Combining aspirin and heparin is the antithrombotic treatment of choice in patients with unstable angina, but therapy starts when the clot is already constituted and the coronary lumen totally or partially occluded. Furthermore, thrombus formation results from several different pro-aggregating platelet stimuli and through more than one mechanism of thrombin generation. Aspirin acts by irreversible acetylation of cyclooxygenase-1 (COX-1), reducing the production of pro-aggregating thromboxane A2 in platelets and formation of the platelet aggregation inhibitor prostacyclin in the vascular wall. Acetylsalicylic acid is a relatively weak antiplatelet agent and the conjoint activities of two agonists can overcome the inhibitory effect of aspirin on platelet aggregation [3]. The main question is whether, for the prevention of cardiovascular events, other effects of aspirin could be as important or more important than its inhibition of platelet aggregation.

There is considerable evidence for multi-factorial effects of aspirin. In animal models, aspirin significantly decreased levels of inflammatory factors (soluble intercellular molecule-1, monocyte chemoattractant protein-1, tumor necrosis factor-α, interleukins), inhibited cell proliferation [4, 5] and diminished in vitro thrombin generation in a pure intrinsic clotting assay of platelet rich plasma activated by sodium arachidonate [6]. Kharbanda et al. [7] produced experimental inflammation in volunteers through the administration of salmonella vaccine. Pretreatment with 1.2 g of aspirin preserved endothelial function and diminished the increase of the inflammatory marker IL-1 receptor antagonist but had no effect on IL-6

Chlamydia pneumoniae is known to infect and replicate in cell types found within the atherosclerotic lesion, including endothelial cells, smooth muscle cells, and macrophages [8, 9]. Infection of these cells results in increased expression of pro-inflammatory cytokines and adhesion molecules. The cardio-protective effect of aspirin at low concentration may be due, at least in part, to inhibition of growth of C pneumoniae due to the inhibition of C pneumoniae-induced NF-κB activation [10].

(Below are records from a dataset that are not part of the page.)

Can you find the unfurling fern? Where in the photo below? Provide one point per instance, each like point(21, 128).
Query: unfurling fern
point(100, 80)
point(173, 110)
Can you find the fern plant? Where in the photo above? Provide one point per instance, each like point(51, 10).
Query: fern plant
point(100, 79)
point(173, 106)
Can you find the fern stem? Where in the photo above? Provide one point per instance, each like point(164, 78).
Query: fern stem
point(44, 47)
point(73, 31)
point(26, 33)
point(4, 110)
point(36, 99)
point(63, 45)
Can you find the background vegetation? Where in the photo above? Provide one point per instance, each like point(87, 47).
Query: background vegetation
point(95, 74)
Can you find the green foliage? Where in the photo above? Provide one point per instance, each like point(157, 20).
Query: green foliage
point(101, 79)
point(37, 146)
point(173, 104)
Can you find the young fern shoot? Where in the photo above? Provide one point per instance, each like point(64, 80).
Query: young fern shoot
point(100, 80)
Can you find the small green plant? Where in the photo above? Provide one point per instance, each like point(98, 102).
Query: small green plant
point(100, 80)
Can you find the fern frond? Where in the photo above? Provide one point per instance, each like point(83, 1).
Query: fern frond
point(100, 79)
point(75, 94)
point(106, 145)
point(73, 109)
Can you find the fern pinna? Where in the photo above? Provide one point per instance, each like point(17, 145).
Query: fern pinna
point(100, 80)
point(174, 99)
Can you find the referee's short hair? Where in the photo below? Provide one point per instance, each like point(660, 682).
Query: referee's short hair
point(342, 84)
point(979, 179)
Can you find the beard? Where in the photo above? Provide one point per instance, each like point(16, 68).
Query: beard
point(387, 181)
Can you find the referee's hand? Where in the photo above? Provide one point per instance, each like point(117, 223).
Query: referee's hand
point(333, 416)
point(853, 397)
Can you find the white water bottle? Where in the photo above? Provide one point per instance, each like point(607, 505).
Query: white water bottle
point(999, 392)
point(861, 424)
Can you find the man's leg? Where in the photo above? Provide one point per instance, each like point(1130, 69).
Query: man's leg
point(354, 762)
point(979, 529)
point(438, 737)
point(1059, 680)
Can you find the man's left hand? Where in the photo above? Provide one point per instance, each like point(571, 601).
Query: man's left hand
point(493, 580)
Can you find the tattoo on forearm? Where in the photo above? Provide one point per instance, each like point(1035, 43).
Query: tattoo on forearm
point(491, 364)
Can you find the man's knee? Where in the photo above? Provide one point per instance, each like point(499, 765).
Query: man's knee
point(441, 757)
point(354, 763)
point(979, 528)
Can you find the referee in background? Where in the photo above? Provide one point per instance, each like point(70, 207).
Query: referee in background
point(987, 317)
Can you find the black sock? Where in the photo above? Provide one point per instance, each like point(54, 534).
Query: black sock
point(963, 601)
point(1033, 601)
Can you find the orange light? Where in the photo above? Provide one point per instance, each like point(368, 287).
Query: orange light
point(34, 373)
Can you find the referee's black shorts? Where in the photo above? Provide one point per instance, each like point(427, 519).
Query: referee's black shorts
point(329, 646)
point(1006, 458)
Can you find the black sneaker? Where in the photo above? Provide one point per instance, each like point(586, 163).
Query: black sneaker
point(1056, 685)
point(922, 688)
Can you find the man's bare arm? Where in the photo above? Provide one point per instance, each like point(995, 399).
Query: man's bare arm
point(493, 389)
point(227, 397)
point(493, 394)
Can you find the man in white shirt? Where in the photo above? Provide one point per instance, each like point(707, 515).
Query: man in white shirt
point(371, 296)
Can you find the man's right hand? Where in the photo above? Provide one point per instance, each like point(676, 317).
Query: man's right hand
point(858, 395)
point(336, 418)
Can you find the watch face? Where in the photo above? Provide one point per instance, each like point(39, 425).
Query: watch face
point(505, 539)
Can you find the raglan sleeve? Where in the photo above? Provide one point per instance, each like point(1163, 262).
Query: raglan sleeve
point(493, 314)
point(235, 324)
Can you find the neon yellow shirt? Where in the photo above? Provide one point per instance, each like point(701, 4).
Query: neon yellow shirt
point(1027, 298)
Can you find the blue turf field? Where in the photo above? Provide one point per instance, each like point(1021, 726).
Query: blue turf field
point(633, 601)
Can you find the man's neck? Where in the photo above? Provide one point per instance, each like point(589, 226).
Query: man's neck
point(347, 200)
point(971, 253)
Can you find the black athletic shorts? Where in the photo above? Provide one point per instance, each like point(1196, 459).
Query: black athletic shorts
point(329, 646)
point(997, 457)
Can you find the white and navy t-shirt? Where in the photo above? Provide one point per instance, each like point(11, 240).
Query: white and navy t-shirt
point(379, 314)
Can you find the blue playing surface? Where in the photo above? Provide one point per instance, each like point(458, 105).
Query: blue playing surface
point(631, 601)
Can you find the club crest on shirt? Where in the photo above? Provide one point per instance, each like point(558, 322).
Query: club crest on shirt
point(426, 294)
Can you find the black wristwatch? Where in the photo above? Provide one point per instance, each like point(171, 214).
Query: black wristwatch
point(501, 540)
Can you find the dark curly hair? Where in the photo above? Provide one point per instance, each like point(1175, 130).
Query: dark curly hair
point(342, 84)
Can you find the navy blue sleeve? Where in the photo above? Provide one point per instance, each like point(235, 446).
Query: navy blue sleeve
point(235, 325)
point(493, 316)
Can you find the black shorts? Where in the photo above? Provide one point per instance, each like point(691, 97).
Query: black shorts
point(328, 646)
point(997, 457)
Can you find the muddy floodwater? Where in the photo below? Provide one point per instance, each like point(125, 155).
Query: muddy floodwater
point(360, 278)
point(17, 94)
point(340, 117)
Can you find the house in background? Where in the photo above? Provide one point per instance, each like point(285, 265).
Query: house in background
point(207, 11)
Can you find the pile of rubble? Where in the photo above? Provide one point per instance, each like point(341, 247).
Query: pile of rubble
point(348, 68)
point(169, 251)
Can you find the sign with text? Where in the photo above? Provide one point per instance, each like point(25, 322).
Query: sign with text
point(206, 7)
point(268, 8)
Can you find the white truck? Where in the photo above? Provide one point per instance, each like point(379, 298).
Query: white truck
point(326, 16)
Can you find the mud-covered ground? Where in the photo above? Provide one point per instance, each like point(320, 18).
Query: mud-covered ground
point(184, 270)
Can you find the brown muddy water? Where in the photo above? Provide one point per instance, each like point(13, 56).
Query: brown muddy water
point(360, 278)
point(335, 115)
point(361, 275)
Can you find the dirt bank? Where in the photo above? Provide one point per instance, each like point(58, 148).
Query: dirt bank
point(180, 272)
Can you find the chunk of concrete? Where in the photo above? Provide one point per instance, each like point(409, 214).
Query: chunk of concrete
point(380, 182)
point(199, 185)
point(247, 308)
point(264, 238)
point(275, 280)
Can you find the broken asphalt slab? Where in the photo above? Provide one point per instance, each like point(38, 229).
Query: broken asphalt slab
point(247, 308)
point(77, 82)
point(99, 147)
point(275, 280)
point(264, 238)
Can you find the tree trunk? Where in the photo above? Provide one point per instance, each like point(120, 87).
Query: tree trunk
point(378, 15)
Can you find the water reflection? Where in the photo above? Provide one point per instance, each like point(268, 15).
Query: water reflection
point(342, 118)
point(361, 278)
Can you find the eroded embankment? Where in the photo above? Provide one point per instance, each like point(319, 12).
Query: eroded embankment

Aspirin therapy appears to be particularly effective among individuals with high CRP levels [11]. This was detected in a subset of healthy men in the Physicians Health study. In patients within the highest quartile of C-reactive protein elevation the benefit of aspirin (325 mg/day every other day) was most significant compared with the lowest quartile. In patients with coronary artery disease aspirin also seems to reduce C-reactive protein levels [12].

Therefore, aspirin may prevent coronary thrombotic disease through systemic effects independent of its antiplatelet action. These findings reflect a potential antibacterial effect as well as inhibition of the clotting mechanism, plaque growth, and inflammation. It remains to know whether patients benefit derive from COX-2 inhibition capacity of aspirin. Thus the range of influences of aspirin could reflect its anti-inflammatory effect rather than its anti-platelet properties [13].

The use of aspirin has increased since it was shown to reduce the risk of myocardial infarction and stroke [14, 15], although meta-analysis suggested that the data were inconclusive [16]. Although aspirin is a widely used weak platelet aggregation inhibitor there are discrepancies on its efficacy in preventing coronary events [1619].

Thienopyridines

The thienopyridines ticlopidine and clopidogrel are inhibitors of platelet function in vivo and frequently used as an antithrombotic agent in coronary disease. Clopidogrel is an inactive thienopyridine prodrug that requires in vivo conversion in the liver to an active metabolite that exerts its antiplatelet effect by forming an inactivating disulfide bond with the platelet P2Yac (P2Y12) adenosine diphosphate (ADP) receptor [20].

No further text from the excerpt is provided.